It’s a Friday evening, the end of a long week and an endless day. It’s hot. I’m weary. I can’t think of a single thing I feel like eating, much less cooking. I phone in a pizza order from the car, drive aimlessly for a few minutes, killing time until I can pick up this not-really-what-I-want dinner and go home.
I pass a church, slow down, turn in the driveway. Perfect. A cool, empty place where I can sit quietly for a while, collect my thoughts. Light a candle for a friend who is near death. Breathe.
I enter and dip my finger in the holy water font and make the sign of the cross. And then I see that I am not alone. In the front row, a man and a woman are talking in conversational tones, as though they were in a bar or a coffee shop. They slouch comfortably, their arms extended over the back of the pew. It is impossible not to hear them.
I approach the candle stand, trying to shut out their voices. As I fumble for matches, I hear the loud squawk of a video game. I cross the aisle and look into the small side chapel. A young couple kneels before the altar, murmuring the rosary. Around them, three small children tumble like puppies. One of them waves a beeping, flashing phone. The others try to wrest it from him, pushing and pulling and launching themselves from the kneelers.
So much for my quiet refuge.
I light a candle and slip into a back pew, as far from the noise as possible.
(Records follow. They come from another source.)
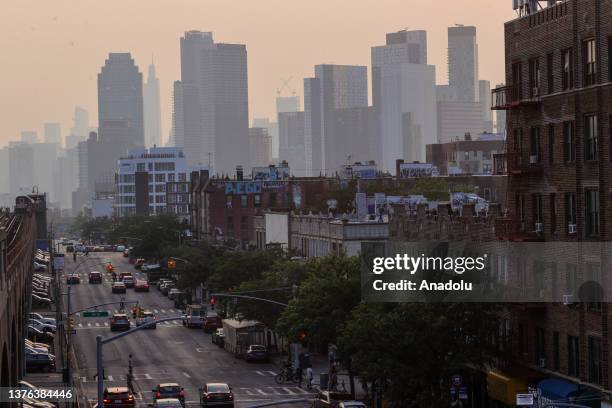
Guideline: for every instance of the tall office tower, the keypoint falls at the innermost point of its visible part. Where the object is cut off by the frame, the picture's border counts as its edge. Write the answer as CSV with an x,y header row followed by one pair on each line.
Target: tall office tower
x,y
404,97
484,98
53,133
177,132
463,62
21,171
291,141
500,117
215,102
29,136
260,147
334,87
152,109
120,99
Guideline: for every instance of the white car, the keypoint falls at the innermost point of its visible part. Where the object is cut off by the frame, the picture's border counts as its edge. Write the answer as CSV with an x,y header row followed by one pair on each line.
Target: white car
x,y
42,326
45,320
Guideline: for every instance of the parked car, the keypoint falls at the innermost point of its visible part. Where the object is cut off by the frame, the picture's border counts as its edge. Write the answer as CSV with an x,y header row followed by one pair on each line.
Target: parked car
x,y
169,390
35,334
141,286
119,322
146,317
73,278
217,395
118,287
258,353
41,301
40,362
218,337
95,277
42,326
118,397
41,318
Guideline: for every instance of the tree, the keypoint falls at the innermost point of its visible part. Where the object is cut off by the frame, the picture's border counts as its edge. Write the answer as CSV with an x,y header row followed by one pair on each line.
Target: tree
x,y
323,300
414,348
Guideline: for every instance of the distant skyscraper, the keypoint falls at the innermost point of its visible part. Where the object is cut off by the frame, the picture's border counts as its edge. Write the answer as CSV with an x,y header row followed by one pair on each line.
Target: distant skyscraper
x,y
120,99
53,133
152,109
214,89
404,96
463,62
29,136
334,87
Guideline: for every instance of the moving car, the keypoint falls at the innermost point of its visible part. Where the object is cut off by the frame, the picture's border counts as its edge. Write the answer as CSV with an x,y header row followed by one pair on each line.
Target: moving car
x,y
257,352
95,277
167,403
216,395
119,322
40,362
218,337
147,317
128,280
141,286
118,287
118,397
169,390
45,327
73,278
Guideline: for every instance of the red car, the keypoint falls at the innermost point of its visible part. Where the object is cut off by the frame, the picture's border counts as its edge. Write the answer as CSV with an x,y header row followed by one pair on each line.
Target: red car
x,y
118,397
141,286
72,279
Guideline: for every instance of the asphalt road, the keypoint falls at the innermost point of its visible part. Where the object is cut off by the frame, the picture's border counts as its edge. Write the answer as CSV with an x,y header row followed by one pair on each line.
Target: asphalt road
x,y
170,353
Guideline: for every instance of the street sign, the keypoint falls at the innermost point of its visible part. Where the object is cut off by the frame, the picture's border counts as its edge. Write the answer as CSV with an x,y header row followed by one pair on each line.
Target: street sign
x,y
524,399
95,313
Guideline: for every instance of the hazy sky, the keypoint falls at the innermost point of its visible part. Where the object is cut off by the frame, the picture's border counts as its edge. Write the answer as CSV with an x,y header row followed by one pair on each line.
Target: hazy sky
x,y
52,50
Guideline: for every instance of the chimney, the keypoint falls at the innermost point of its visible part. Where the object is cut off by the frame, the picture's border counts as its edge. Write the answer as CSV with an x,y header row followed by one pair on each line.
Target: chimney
x,y
239,173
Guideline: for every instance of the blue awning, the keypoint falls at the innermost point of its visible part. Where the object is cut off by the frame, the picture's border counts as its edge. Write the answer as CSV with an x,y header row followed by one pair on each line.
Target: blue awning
x,y
556,389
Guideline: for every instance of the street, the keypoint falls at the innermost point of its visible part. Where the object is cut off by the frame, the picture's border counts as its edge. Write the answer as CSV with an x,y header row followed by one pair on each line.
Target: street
x,y
170,353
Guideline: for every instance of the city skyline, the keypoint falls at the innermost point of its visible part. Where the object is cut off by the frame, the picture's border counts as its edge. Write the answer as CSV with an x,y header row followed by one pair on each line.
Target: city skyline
x,y
33,97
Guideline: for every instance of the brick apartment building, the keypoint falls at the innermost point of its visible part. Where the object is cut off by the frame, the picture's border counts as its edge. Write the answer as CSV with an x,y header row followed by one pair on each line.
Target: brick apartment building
x,y
558,98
I try to still my mind, but a clamor of judgmental thoughts drowns out even the chatting couple and the toddler play group up front. Why are they here, impeding my spiritual moment?
I recall a conversation I had once with a woman who had taken her children to church on Christmas Eve for their annual dose of religion. The sermon was awful, she told me. I was furious. Here I make this big effort to get everyone dressed up and in the pew, and for what? I looked at her across the lunch table and told her, rather smugly, that God is subtler than that. There’s no guarantee of bells and whistles and angel choirs, or even inspired preaching.
I remind myself of this, wonder if there is something I am supposed to learn here. I used to imagine the kingdom of heaven as a walled city on a hill, like the illustrations that appear in medieval Books of Hours. Pennants flying from the ramparts. Ermine-clad nobles making their way to a high gate. A king, watching from a tower. It seemed a place apart, distant and desirable, a place which, once achieved, would transform people into the best versions of themselves.
But there is another line that runs through my head, the one about the kingdom being in our midst, here and now. I came in search of private peace, cool comfort. I came in search of what I wanted, and it didn’t seem like a lot to ask. Instead, I find noise and distraction. Life on life’s terms. Humanity, writ large.
I collect my pizza and drive home. It’s cooler now, the sharp-edged summer light softening. I think about the people in the church, wonder about the paths that led them there. The young couple praying so intently, their whispered repetition a kind of mantra that hums beneath the insistent, pulsing energy of their children. The duo in the front row, relaxed, at home. The kingdom in our midst. Mysterious. Unpredictable. And on this July evening, alive with grace.